My hands finally unclenched from the tail-spike where I’d death- gripped so tightly just seconds ago, and the rat’s tail made a soft thumping sound as it fell to the floor. In matrix-style slow motion, I crawled back into the room where Isabella has sitting on her knees with a puddle spreading around her. The blue flame floated and flickered near the door where it had been when this all happened and the flickering shadows it cast made her look whiter than I’ve ever seen her before.

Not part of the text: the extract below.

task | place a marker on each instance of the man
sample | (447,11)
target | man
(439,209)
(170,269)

Completely ignoring the wetness on the ground, I crawled over and wrapped her in my arms and pulled her tightly against me. We just held each other and trembled together for several long moments. Finally, past its limits, the blue flame flickered and died out and we were left in complete darkness with only the sound of her piteous whimpers and hiccups around us.
For an eternity, we sat huddled in that class-tomb together. By the time Isabella had finally quit hiccupping and sobbing, I too had managed to pull my own thoughts somewhat back together. My brain felt drained. My arms felt heavy. It was almost as if I was in that exhausted state you find yourself in after wandering in the blazing desert sun for several days. My throat was parched, and my voice still didn’t want to work.
Finally, Isabella made another blue flame to illuminate the area again for us, and without saying a word we finally released each other. We’d had each other’s warmth. We’d shared each other’s fear. We held each other until we could get ourselves back under control. Why speak empty words? They could do nothing better to convey the feelings that had transpired between us in the dark as we comforted and strengthened each other just by our presence alone.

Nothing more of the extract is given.